According to the Milwaukee Fire and Police Commission, it’s okay when the police officer lies to Federal investigators in an immigration matter:

The Milwaukee Fire and Police Commission voted Wednesday to overturn the firing of Police Officer Alexander Ayala, even though he lied to a federal agent as his brother was being investigated for adopting a false identity.


Ayala’s firing came after an internal investigation alleged that he had lied to immigration officials when asked May 30 about his brother’s citizenship status. He told a federal agent that his brother, Oscar Ayala-Cornejo, was a Mexican citizen living in Mexico, and that he had not spoken to him for a long time, according to testimony provided by witnesses before the commission Wednesday.

“At that moment in time, I was being a son and brother,” Ayala told commissioners Wednesday night as he pleaded for his job. “I was an immigrant, and it’s hard being an immigrant here.”

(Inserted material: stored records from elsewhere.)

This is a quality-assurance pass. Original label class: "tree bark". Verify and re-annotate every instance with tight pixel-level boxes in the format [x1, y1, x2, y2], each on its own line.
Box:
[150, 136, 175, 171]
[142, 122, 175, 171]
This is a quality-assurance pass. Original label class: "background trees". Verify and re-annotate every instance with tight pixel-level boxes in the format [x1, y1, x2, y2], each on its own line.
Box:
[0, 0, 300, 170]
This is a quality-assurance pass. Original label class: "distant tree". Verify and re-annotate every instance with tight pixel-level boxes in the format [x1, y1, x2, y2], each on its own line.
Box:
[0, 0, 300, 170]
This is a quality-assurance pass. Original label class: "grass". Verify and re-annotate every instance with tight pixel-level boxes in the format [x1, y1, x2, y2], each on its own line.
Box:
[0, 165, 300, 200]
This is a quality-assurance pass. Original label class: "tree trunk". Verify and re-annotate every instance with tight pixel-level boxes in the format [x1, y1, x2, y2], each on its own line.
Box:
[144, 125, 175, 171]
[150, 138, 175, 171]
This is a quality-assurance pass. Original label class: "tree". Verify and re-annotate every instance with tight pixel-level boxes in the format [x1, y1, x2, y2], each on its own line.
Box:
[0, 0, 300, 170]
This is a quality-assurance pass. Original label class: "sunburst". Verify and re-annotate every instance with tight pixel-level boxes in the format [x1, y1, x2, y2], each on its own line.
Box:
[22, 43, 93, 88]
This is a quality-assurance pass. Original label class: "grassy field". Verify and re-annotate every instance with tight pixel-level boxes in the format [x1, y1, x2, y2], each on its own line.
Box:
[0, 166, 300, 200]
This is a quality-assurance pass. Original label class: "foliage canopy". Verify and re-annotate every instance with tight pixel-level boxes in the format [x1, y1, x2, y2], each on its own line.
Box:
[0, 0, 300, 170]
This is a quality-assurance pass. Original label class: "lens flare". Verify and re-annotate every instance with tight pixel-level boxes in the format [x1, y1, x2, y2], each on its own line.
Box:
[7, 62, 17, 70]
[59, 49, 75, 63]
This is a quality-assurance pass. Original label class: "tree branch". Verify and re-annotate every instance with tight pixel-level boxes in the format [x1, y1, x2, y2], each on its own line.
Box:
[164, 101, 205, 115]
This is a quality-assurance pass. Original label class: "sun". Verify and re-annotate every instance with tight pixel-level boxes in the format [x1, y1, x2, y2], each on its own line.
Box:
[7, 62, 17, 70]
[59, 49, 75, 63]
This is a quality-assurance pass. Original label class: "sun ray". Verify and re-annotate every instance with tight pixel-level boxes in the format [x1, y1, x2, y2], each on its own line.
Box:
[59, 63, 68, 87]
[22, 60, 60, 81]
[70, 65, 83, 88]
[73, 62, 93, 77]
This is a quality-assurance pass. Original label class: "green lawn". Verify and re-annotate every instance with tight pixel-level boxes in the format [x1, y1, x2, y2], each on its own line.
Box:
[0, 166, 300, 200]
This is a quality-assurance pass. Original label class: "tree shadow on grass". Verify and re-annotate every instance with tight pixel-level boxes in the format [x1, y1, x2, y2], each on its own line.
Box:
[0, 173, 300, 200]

The rule of law takes another hit, or at least the perception does. When you have an accumulation of stories wherein suspects surreptitiously recording their own interrogations catch police detectives perjuring themselves, wherein police patrolmen are caught threatening to make up things to take citizens to jail by dashboard cameras in the citizens’ cars, and wherein police officers are allowed to keep their jobs after lying in an investigation and in supporting lawbreaking by family members, you’re facing an increasing suspicion on the part of the citizens that maybe the law enforcement officials aren’t exactly looking out for the citizens and that, instead of being held to higher standards, are held to lower standards.

Maybe law enforcement professionalism isn’t taking a hit. Perhaps the legislators’ eagerness to add ever-increasing numbers of police to the streets hasn’t actually lowered the standards for recruits or the training thereof. But the perception of rule of law, or lack thereof, will have a certain impact on citizenship, and not a good one.